I'm new to Riemann Geometry and I read on Wikipedia in the section called "Riemann manifolds are metric spaces" that
Assuming the manifold is compact, any two points x and y can be connected with a geodesic whose length is d(x,y).
I understand how geodesic length is defined on Riemann manifold but I'm not entirely clear how compactness gives us the length of the geodesic. Could someone share some insights?
On
There is a relation between the length of curves on Riemannian manifolds and the distance function: the distance between any two points is defined as the $\inf$ over all lengths of rectifiable curves joining the two points.
On a compact manifold it can be shown that there always exists, in fact, a curve which realizes this distance (this is true on a larger class of manifolds, but on compact ones it's easier to see). The proof is a bit too elaborate for reproducing it here. It is then possible to show (using methods from the calculus of Variations) that such a curve has to satify a certain differential equation (the variational ODE for the lenght functional), which is the one obeyed by geodesics.

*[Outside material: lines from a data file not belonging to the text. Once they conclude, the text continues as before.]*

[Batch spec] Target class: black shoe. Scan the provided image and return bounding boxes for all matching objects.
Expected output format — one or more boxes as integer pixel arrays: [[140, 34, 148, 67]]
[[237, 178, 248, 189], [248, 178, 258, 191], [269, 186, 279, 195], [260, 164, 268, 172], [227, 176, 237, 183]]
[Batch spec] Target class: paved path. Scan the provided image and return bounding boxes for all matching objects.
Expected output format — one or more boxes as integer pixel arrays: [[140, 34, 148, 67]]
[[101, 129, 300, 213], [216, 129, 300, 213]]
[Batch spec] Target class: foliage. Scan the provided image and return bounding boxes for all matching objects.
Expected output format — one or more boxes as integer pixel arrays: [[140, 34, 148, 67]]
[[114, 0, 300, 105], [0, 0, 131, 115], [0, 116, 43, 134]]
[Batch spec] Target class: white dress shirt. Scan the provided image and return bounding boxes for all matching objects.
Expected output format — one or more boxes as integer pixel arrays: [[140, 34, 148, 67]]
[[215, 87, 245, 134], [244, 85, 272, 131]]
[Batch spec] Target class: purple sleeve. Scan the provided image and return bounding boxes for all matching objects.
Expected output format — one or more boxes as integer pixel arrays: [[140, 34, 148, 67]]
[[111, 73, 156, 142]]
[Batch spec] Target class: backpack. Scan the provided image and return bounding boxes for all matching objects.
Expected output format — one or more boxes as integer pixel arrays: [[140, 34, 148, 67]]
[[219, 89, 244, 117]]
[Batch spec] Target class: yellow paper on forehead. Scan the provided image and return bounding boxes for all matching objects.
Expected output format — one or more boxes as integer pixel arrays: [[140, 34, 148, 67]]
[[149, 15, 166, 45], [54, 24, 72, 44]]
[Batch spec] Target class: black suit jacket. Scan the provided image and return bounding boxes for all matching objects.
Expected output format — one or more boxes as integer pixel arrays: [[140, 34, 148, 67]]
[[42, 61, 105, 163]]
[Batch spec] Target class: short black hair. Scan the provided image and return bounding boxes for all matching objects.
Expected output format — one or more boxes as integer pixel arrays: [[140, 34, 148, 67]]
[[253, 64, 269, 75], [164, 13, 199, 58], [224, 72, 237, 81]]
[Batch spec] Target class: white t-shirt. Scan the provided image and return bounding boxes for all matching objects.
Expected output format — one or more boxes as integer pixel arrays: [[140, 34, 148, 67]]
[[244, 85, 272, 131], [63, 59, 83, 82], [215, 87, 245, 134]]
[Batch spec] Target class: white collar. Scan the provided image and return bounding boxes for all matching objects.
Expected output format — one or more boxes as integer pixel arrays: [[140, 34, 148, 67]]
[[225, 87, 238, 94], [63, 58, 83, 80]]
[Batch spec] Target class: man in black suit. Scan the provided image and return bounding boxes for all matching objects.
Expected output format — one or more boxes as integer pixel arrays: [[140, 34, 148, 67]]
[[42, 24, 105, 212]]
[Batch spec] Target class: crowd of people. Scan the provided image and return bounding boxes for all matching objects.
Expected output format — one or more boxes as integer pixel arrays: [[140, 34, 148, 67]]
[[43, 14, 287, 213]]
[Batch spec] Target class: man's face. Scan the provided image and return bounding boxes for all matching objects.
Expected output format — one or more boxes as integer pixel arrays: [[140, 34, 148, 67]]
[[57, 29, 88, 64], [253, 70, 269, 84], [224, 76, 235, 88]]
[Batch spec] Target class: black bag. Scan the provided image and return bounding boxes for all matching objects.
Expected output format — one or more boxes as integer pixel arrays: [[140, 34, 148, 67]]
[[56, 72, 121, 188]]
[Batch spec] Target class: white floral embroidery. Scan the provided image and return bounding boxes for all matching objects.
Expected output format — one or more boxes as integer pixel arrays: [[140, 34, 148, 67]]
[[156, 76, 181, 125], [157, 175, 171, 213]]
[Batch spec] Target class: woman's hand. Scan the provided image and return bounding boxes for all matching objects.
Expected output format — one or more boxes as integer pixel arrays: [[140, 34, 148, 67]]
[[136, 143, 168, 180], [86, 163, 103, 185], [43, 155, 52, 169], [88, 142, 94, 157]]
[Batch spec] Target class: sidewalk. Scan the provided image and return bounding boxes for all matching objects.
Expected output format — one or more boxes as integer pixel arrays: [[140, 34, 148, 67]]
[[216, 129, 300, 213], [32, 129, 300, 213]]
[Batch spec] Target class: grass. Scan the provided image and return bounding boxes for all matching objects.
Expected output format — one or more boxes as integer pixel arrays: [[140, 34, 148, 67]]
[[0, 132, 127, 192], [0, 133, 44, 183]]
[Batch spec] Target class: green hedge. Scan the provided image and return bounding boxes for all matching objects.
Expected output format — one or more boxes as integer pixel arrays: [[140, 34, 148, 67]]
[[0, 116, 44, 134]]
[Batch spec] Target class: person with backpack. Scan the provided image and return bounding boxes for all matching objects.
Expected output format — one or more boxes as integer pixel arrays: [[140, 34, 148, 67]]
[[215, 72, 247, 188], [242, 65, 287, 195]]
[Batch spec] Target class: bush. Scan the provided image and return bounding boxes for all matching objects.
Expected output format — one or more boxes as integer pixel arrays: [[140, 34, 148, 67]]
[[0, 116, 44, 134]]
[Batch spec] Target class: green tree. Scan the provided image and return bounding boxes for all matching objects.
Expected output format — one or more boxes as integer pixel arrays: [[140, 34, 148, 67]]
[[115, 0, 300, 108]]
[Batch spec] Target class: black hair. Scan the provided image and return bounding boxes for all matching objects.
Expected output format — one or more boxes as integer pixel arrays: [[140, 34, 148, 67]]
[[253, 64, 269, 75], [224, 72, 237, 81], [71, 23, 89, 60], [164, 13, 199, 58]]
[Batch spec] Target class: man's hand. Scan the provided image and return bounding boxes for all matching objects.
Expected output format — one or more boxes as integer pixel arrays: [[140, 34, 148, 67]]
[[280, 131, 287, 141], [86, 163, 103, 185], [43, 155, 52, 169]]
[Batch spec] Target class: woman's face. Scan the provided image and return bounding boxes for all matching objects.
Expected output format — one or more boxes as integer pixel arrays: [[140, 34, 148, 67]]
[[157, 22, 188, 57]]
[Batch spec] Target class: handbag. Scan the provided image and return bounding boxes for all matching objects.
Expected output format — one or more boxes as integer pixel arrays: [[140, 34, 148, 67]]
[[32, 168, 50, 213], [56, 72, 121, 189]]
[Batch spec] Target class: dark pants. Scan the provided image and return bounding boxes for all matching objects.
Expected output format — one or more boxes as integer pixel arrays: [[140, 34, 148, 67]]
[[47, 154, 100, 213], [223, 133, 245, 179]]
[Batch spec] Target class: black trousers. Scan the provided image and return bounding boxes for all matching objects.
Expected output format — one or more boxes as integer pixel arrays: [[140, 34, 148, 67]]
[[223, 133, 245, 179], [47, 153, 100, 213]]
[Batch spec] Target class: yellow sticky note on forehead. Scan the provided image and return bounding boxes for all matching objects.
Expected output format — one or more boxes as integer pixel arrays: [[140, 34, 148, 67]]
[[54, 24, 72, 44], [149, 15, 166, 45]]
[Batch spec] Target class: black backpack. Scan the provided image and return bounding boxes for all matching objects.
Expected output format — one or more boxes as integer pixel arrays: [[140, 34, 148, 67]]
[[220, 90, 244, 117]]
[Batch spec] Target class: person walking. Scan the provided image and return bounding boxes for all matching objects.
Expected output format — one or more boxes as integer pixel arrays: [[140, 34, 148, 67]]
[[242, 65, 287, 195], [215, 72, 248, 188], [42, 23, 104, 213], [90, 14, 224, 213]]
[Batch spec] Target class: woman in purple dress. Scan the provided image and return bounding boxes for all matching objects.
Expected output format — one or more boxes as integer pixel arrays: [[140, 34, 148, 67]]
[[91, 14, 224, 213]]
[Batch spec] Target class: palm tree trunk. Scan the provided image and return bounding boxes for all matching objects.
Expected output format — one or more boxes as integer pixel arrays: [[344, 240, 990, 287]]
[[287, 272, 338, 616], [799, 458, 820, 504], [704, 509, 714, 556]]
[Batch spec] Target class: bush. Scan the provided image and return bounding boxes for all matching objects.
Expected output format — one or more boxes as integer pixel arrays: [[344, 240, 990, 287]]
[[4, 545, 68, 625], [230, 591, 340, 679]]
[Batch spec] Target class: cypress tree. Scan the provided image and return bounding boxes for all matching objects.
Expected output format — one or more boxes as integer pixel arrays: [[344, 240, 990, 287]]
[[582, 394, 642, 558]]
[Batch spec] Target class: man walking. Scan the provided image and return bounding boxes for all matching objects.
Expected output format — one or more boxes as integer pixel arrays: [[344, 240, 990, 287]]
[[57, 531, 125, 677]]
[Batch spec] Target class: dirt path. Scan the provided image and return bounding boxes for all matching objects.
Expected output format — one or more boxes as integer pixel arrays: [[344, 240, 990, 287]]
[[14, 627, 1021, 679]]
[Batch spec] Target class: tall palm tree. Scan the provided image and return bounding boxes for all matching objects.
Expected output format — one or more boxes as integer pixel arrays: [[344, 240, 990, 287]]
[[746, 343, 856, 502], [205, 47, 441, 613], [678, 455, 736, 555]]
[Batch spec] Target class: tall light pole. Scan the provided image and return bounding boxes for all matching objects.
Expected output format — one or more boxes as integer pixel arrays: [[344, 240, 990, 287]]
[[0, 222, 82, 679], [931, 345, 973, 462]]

(Some prefer to define a geodesic as curve which locally realizes the distance between any two points on it. With that definition you have an additional step to relate this kind of curves to those satisfying the differential equation).
This is the theorem of Hopf Rinow.
https://en.wikipedia.org/wiki/Hopf%E2%80%93Rinow_theorem
If the manifold is not compact, it is not true: Consider $R^2-\{0\}$ with the standard flat metric, there does not exists a geodesic between $(x,0)$ and $(y,0)$ if $x<0, y>0$.